Thinking about feedback and marking papers… How should we mark our learners’ work? Do we offer the opportunity to learn through mistakes and corrections?
And, I wonder if we are unintentionally incorrectly using ratios and proportional reasoning when we then put a score on the paper.
Consider the following student’s work from a recent assessment.
Do you see the error? Is it a big error? Does this young learner understand the task and how to solve it? What feedback should this learner receive?
This child was told that there was a multiplication error in the work. Do you agree? Is it a matter of close reading on the teacher’s part? What feedback do we hope for to accompany the arrows shown below?
What if we exercise the art of questioning in our feedback? Compare What if you think about what happened here? to You have a multiplication error here. Which feedback will cause more action?
The score for this question was marked as 3.5/4. Losing 1/2 point for this error seems reasonable. Would losing 12.5 points also seem reasonable?
If we scale this out of 100 rather than 4, that 1/2 point become 12.5 points. Is that what we intend to do, and is it the message that we want to send?

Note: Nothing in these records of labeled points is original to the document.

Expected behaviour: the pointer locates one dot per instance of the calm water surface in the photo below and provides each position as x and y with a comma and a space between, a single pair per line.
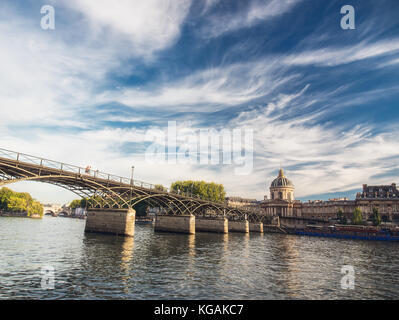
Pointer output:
174, 266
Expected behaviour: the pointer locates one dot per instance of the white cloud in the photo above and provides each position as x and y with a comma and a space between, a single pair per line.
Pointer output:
258, 11
149, 25
331, 56
211, 89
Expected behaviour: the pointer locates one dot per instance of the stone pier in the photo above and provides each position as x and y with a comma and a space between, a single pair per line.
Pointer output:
220, 225
256, 227
112, 221
239, 226
178, 224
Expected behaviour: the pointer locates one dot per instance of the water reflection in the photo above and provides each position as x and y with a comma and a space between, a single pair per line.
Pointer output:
179, 266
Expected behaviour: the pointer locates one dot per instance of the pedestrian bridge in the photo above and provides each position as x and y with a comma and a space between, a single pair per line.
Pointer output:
112, 193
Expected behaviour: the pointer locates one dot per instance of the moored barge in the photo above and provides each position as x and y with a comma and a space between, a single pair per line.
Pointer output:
350, 232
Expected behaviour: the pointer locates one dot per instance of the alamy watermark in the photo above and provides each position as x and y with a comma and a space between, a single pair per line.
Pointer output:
201, 146
47, 21
348, 20
48, 277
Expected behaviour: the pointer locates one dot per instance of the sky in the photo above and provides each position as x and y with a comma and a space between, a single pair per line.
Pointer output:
321, 101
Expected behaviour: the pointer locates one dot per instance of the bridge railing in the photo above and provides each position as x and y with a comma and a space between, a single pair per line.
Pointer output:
22, 157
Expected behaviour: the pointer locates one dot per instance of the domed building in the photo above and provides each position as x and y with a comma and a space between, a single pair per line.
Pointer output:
296, 214
282, 200
282, 188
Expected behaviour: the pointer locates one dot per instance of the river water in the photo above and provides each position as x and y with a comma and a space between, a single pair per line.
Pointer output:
177, 266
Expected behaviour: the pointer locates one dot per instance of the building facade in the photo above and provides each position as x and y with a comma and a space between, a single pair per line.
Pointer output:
282, 202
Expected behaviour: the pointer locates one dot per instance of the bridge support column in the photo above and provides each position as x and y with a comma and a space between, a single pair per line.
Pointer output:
239, 226
256, 227
112, 221
212, 225
178, 224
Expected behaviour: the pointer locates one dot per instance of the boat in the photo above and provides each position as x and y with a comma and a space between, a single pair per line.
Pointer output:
350, 232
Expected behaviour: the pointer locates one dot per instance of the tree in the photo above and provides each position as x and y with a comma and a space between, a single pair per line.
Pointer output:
376, 217
357, 216
205, 190
21, 202
35, 208
17, 204
341, 218
160, 187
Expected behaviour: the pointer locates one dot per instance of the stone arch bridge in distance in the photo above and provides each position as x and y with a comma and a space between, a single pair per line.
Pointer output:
112, 199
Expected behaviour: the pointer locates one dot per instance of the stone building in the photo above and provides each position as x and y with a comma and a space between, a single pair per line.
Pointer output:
282, 202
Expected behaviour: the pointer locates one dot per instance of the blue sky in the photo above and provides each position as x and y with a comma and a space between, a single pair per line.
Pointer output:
322, 101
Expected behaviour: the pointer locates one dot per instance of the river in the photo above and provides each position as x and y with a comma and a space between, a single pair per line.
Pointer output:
177, 266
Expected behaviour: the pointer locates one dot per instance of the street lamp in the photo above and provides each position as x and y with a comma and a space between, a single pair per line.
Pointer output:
131, 180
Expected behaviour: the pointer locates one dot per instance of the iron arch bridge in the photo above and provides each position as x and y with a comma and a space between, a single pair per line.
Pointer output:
111, 191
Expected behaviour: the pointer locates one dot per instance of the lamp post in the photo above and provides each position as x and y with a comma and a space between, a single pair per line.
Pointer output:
131, 180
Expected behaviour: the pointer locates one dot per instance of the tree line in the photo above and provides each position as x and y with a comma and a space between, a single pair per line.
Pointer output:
357, 217
19, 202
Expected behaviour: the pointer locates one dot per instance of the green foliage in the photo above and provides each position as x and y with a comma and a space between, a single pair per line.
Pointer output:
160, 187
79, 203
141, 208
205, 190
341, 218
357, 216
20, 202
376, 217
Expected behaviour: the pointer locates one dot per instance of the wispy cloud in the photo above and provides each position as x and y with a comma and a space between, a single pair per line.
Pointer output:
331, 56
256, 12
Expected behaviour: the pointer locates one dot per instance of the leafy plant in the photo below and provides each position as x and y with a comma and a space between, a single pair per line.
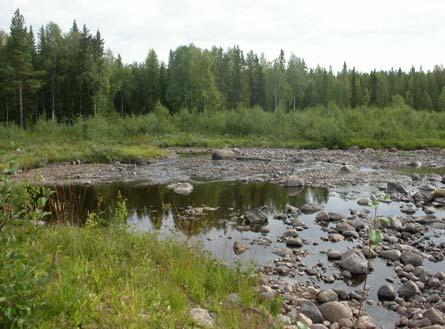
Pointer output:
375, 237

Now, as it happened, this was a 4 question assessment. This young learner’s questions were marked 4/4, 4/4, 3/4, and 3.5/4. In question 4, there was the addition error described above. In question 3, the learner multiplied in the first step when division should have been used. All of these points seem reasonable as long as the items each garner 4 points. However, proportionally scaled up to 100 points, the 1-point error is now a 25 point error.
How might we rethink grading and scaling? What does research tell us about translating scores between scales?
If learning is our focus and results guide our decisions, what steps do we take now?
And, how are these results guiding the decisions of our young learners?